The market observers are seemingly running out of colloquialisms to describe the lack of market conviction. And stock market investors have seemingly moved to the sidelines ahead of the Fed meeting,
Not that there will be any big surprises on the day, but what needs to be ironed out is the rate cut pricing for 2024, which, frankly, can't become any more dovish without evidence suggesting the U.S. economy is approaching a hypothetical "Wile E. Coyote" gravity moment.
The dot plot from September indicated a potential 50 basis points of cuts for the following year. However, this projection was based on a higher terminal rate now considered unlikely to be achieved.
Consequently, if the 2024 dot doesn't shift lower in the upcoming Summary of Economic Projections (SEP), the Federal Reserve would be projecting just 25 basis points worth of cuts. This starkly contrasts market expectations for more than 125 basis points of cuts.

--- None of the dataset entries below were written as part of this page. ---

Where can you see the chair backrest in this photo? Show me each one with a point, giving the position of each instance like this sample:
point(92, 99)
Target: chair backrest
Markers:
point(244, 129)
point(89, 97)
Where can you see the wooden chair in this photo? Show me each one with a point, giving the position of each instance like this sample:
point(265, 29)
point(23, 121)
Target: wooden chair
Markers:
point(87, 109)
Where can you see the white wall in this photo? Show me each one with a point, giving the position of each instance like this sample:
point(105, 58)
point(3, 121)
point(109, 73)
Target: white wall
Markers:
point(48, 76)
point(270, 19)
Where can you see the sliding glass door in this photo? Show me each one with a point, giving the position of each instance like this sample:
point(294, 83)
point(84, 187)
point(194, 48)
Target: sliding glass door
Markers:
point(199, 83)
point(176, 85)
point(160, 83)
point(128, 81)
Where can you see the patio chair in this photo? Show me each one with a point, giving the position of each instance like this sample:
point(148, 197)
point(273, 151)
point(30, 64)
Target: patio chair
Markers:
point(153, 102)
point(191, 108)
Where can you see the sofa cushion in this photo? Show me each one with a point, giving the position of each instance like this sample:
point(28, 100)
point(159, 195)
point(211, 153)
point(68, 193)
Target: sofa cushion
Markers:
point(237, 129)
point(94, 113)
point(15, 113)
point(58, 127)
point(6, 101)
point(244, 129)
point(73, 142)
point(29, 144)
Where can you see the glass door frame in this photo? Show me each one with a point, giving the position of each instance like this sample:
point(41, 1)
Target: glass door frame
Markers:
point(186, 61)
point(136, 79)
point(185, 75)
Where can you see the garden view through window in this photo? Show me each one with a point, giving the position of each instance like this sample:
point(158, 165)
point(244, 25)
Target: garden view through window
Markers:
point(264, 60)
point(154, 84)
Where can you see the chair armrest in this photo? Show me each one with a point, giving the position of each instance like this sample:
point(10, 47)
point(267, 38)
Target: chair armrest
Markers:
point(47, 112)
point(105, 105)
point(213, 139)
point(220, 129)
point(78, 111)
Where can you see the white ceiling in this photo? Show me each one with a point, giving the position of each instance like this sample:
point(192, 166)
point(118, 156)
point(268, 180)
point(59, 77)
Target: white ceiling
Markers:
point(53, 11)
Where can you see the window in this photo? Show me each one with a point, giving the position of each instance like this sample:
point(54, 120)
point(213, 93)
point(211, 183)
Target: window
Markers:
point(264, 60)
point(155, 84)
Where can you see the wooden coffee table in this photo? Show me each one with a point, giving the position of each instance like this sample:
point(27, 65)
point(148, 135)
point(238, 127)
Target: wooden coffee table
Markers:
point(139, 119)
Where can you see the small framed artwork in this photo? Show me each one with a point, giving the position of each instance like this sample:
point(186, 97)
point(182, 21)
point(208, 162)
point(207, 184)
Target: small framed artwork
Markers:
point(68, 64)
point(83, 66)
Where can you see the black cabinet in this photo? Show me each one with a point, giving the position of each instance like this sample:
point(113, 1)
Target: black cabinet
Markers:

The potential misalignment between the Fed's projection and market expectations creates significant discord among cross-asset traders, especially in the context of the Federal Reserve's insistence on two key points. Firstly, they maintain that the tightening implemented last year hasn't fully manifested in the economy. Secondly, the Committee has declared its intention to oversee additional softening in the labour market, even though job losses aren't a policy goal but rather a means to an end.
This tension reflects the challenge of the Federal Reserve in aligning its outlook and policy stance with evolving economic conditions and market expectations. The divergence between the Fed's projections and market anticipations underscores why the market has little to no conviction.